Both of us became aware that for the first time in weeks, we were relaxing and doing nothing. It felt great! Time to settle in an take in the scenery and sensations of wind, rolling seas, and the rumble of the little mighty old British diesel.
At 4:00 PM we chose a destination called Bahia San Marte on the Baja peninsula. It looked picturesque and protected from the north winds and would be a good place to rest after our almost 24 hour long journey. Next we decided on a watch schedule of 3 hour watches beginning at 7:00 PM. That worked great until the alarm on Mike's watch failed and Shelby had to rouse him. She was very compassionate and let him have an extra hour's sleep. The night was beautiful with the sky chock full of stars and occasional schools of fish and dolphins. The schools of fish and dolphins left trails of bio luminescence behind them in the dark water! We arrived in San Marte at 9:00 AM, anchored, shut down and put the boat to sleep. The we both had a swim and planned the rest of the journey to La Paz. The plan was to motor to Bahia San Carlos AKA Timbobiche, where there are ruins (modern day) and lagoon for bird watching.

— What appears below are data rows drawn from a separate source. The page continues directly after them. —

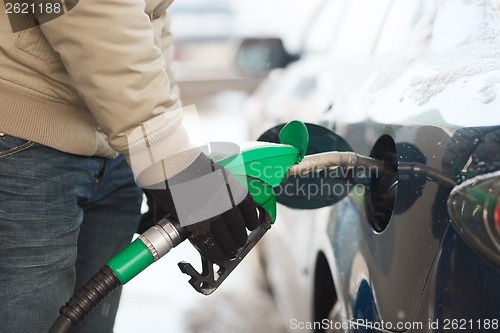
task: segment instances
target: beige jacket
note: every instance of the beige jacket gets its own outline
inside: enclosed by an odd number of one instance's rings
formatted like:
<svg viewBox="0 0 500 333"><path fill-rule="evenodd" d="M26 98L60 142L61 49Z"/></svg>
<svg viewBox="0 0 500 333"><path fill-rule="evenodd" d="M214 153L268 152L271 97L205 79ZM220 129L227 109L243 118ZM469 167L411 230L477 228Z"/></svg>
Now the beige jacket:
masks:
<svg viewBox="0 0 500 333"><path fill-rule="evenodd" d="M0 132L84 156L128 154L144 142L184 149L165 12L172 1L82 0L16 33L2 3ZM150 137L131 140L145 123L156 124Z"/></svg>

We arrived around 2:00 PM and explored, had dinner, and napped until we left at 10:20 PM for Ensenada Grande on Isla Partida, a popular spot just a few hours from La Paz.
Our windlass (the machine which raises and lowers the anchor) struggled mightily when raising the anchor. We'll look into that in La Paz. Mike helped it out and we got the anchor up.

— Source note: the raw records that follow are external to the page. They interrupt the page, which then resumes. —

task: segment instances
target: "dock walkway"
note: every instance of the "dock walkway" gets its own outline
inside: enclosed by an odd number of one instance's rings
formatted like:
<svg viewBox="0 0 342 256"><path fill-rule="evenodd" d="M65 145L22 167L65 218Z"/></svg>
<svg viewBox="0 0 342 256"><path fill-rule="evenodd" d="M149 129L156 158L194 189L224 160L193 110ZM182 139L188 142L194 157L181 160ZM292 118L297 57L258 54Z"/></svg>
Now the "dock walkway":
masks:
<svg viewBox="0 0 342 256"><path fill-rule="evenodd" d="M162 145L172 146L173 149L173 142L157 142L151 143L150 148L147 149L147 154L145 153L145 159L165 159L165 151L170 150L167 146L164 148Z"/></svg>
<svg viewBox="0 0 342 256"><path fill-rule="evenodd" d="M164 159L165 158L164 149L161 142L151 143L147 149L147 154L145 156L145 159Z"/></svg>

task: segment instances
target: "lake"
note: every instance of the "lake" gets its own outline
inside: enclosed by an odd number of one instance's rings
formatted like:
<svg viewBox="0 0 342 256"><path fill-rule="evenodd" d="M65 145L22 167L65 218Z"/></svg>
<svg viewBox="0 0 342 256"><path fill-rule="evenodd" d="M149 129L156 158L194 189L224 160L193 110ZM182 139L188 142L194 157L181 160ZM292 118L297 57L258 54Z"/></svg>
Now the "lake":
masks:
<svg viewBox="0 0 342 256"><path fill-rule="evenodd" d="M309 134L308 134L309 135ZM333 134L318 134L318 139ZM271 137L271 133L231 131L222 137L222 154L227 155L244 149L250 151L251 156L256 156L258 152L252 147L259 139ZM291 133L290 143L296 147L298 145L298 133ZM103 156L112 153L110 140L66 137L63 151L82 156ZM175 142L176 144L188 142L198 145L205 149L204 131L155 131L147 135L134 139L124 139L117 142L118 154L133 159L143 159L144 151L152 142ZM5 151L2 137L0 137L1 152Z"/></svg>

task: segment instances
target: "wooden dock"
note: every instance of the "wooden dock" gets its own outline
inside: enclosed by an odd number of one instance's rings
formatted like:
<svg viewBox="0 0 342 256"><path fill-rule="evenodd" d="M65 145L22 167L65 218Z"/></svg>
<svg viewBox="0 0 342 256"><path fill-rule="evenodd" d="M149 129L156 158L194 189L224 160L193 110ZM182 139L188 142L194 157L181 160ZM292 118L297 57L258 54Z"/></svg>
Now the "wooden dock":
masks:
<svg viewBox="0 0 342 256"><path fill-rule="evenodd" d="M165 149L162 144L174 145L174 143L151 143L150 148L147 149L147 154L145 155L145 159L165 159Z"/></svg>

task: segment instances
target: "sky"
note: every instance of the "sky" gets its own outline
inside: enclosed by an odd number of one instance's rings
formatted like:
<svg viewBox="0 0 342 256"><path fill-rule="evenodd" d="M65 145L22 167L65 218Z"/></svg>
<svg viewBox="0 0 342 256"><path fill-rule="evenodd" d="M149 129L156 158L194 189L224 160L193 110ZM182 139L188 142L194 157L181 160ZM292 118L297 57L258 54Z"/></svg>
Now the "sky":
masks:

Ensenada Grande is a beautiful place in a protected park. The other resident in the bay was a catamaran who had put their boat literally in the exact center of the bay. We had to maneuver around them and drop our anchor closer to them than we are sure they wanted. Sucks to be you and we'll be gone before lunch. We had a great snorkel in the rock walls surrounding the bay in the comfortable 78 degree water.
Next stop, La Paz, where we will meet up with Kelli and Dave Friday night. We were thinking we would avoid the inner harbor in La Paz because it is a challenging place to anchor because of the strong 2-3 knot tidal currents, but Kelli and Dave encouraged us to just send it so we could anchor in front of their hotel. We did it successfully. Like most everything in boating land, as long as you think it through first and communicate well, it's probably doable. You just have to always be ready to make a second try.
We arrived about 3:30 PM and got settled and then dinghied to Marina De La Paz and did a little exploring. The marina has a protected dinghy dock and for 30 pesos a day you can fill you jerry cans with purified water and dump your trash and used engine fluids. They will even wash your clothes! Friday, we topped up our provisions and walked all over La Paz. La Paz is pretty awesome. It is definitely the most refined Mexican city we have been to. We met up with Kelli and Dave, whom Shelby had met on a delivery trip from the Bahamas to Florida in June and had dinner and then they let us enjoy their shower!
Today, Saturday, we will get our provisions for the week-long flotilla delivered and get organized. We can't wait to get out and explore islands near La Paz with Kelli and Dave who know them very well.